Fig. 2. — Diagnostic hallmarks of ESCS on SD-OCT and full-field ERGs. A. Horizontal, 16.4-mm-long, SD-OCT cross-section from near fovea (F) into nasal (N) retina in the patient compared with a normal subject. Nuclear layers (INL, inner nuclear layer; GCL, ganglion cell layer) and outer photoreceptor laminae are labeled (1, outer limiting membrane; 2, inner segment/outer segment junction near the inner segment ellipsoid zone [ISe]; 3, interdigitation between photoreceptor outer segment tips and apical retinal pigment epithelium; and 4, retinal pigment epithelium, following conventional terminology. Asterisks are placed near hyporreflective cystoid spaces. Arrow points to vitreoretinal band or posterior hyaloid that separates optically empty spaces from a vitreous with reflective dots. B. Standard full-field ERGs in the patient compared with a representative normal subject. C. Light-adapted ERGs elicited with long-wavelength (637-nm, thin *gray traces*) and SW (467-nm, *thick gray traces*) stimuli matched (3 phot-cd·s·m⁻²) for L-M cone stimulation in the normal subject elicit grossly mismatched waveforms in the patient. Traces start at stimulus onset. Calibration bars are to the right of the traces.

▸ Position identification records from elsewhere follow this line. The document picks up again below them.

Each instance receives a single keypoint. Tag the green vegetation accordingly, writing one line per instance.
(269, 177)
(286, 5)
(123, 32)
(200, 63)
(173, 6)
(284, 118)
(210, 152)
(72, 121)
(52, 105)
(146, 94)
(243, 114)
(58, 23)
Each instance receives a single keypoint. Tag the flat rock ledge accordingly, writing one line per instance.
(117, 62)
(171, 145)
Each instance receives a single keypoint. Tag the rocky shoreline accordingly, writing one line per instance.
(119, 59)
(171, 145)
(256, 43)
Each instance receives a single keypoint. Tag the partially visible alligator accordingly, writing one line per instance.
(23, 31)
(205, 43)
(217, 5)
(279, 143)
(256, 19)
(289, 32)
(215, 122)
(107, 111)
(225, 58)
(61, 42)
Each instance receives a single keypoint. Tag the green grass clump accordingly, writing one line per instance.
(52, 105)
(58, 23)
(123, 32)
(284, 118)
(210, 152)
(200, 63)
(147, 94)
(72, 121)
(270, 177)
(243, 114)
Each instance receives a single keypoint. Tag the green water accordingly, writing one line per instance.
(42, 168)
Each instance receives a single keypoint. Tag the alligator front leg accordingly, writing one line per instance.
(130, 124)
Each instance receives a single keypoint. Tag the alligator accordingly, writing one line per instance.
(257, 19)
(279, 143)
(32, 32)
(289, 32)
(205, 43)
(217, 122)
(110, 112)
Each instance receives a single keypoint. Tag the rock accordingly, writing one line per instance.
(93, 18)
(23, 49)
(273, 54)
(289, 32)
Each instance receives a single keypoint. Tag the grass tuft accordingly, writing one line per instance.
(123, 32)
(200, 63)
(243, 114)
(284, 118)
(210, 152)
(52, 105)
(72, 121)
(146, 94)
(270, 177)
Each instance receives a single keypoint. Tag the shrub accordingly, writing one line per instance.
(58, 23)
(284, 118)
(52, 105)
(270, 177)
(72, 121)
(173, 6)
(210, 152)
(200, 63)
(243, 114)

Fig. 3. — A. Central retinal function and colocalized cross-sectional and cellular structure in ESCS. S-cone sensitivity profiles measured with a 440-nm stimulus on a yellow L-M cone adapting background compared with the normal range (gray band = mean ± 2 SD). Hatched bar: blind spot. B. Horizontal, 16.5-mm, SD-OCT through the fovea in the patient. Inset is an NIR-REF image with the location and orientation of the scan (*green arrow*). Asterisks denote cystoid spaces. Arrow points to transition zone where the ISe band becomes undetectable. Black arrow heads on the eccentricity axis denote locations where ONL thickness measurements from the patient (P) were compared with normal measurements (N) (plotted as vertical bars overlaid above SD-OCT cross-section). Scale bar is to the bottom left; (A and B) share the same eccentricity scale. C. AOSLO images from the patient with ESCS compared with a normal. Cone densities and cone spacing are denoted in panel. Cone density is approximately 2- and 3-fold higher than normal in the patient at 0.8 mm and 1.9 mm (~3° and 6°) temporal to the fovea, respectively. Scale bar: 25 μm.

Retinal Function and Colocalized Cross-Sectional and Cellular Structure

Short-wavelength automatic static perimetry demonstrated hypernormal S-cone-mediated sensitivities across the central and near midperipheral retina, particularly in nasal retina (Figure 3A). Two-color dark-adapted perimetry confirmed no rod mediation of the stimuli (not shown). The areas with hypersensitivity on perimetry colocalize with areas of the retina with an intact ISe and IZ and a thick ONL on OCT (Figure 3B). The ONL at two locations at 0.8 mm and 1.9 mm in the temporal retina is twice the normal thickness. The decline in S-cone sensitivity in the temporal retina colocalizes with the locations where the ISe band becomes undetectable.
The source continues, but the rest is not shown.